Military 'vulnerable to cyber risk'

East London and West Essex Guardian Series: The Global Operations Security Control Centre, which is responsible for protecting the military's networks worldwide from cyber attacks The Global Operations Security Control Centre, which is responsible for protecting the military's networks worldwide from cyber attacks

The armed forces are now so dependent on information technology that their ability to operate could be "fatally compromised" by a sustained cyber attack, MPs have warned.

The Commons Defence Committee said the cyber threat to UK security had the ability to evolve at "almost unimaginable speed" and questioned whether the Government had the capacity to deal with it.
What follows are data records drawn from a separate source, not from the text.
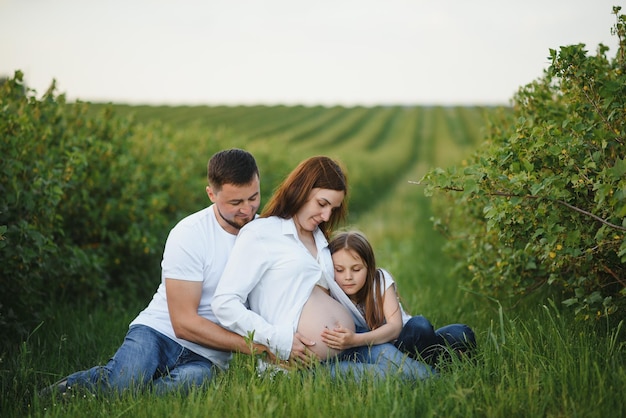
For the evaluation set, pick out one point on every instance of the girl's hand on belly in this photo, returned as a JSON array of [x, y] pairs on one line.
[[339, 338]]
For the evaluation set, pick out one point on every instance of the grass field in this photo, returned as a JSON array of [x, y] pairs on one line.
[[533, 358]]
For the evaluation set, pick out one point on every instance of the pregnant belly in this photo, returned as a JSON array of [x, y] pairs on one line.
[[319, 312]]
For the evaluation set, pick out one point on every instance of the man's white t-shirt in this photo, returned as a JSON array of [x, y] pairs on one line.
[[196, 249]]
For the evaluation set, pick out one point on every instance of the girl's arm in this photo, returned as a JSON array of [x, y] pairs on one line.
[[341, 338]]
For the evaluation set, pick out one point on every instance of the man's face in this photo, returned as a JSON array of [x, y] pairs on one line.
[[235, 206]]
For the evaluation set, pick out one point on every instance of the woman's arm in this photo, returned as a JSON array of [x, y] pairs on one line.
[[244, 271]]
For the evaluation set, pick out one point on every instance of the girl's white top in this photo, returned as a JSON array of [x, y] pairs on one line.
[[358, 317]]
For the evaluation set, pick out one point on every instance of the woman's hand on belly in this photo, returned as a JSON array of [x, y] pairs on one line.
[[319, 313], [340, 338]]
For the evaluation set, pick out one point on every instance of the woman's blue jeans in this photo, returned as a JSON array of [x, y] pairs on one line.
[[146, 359], [420, 340]]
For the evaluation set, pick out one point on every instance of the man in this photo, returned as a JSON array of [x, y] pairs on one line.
[[176, 343]]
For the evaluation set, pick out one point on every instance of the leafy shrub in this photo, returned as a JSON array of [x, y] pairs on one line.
[[543, 202], [88, 198]]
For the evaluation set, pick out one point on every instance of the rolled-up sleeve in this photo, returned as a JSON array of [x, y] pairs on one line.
[[247, 264]]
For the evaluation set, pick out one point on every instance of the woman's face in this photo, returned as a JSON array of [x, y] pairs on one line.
[[318, 207]]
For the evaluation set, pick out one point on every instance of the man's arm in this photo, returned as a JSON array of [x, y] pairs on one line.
[[183, 299]]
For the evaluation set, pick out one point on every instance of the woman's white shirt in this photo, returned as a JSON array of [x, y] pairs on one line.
[[271, 272]]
It called on ministers to take a more hands-on approach to ensure proper contingency plans were in place.

The committee heard evidence that entire combat units, such as aircraft and warships, could be rendered completely dysfunctional by a cyber attack. Experts warned an enemy could seek to target radar or satellites to create a "deceptive picture" in the military command structure while the increased use of unmanned drones and battlefield robots potentially added to the vulnerability.

"The evidence we received leaves us concerned that with the armed forces now so dependent on information and communications technology, should such systems suffer a sustained cyber attack, their ability to operate could be fatally compromised," the committee said.

"Given the inevitable inadequacy of the measures available to protect against a constantly changing and evolving threat ... it is not enough for the armed forces to do their best to prevent an effective attack. In its response to this report the Government should set out details of the contingency plans it has in place should such an attack occur. If it has none, it should say so - and urgently create some."

The committee accused ministers of "complacency" over the failure to develop rules of engagement covering the military response to a cyber attack on the UK.

"Events in cyberspace happen at great speed. There will not be time, in the midst of a major international incident, to develop doctrine, rules of engagement or internationally-accepted norms of behaviour," it said. "There is clearly still much work to be done on determining what type or extent of cyber attack would warrant a military response."

Defence Minister Andrew Murrison rejected accusations of complacency, saying the Government was investing £650 million over four years in the national cyber security strategy programme.

Shadow defence secretary Jim Murphy said: "This report is worrying. The Government stand accused of complacency and lacking contingency planning. Policy progress is falling behind the pace of the threat our armed forces face."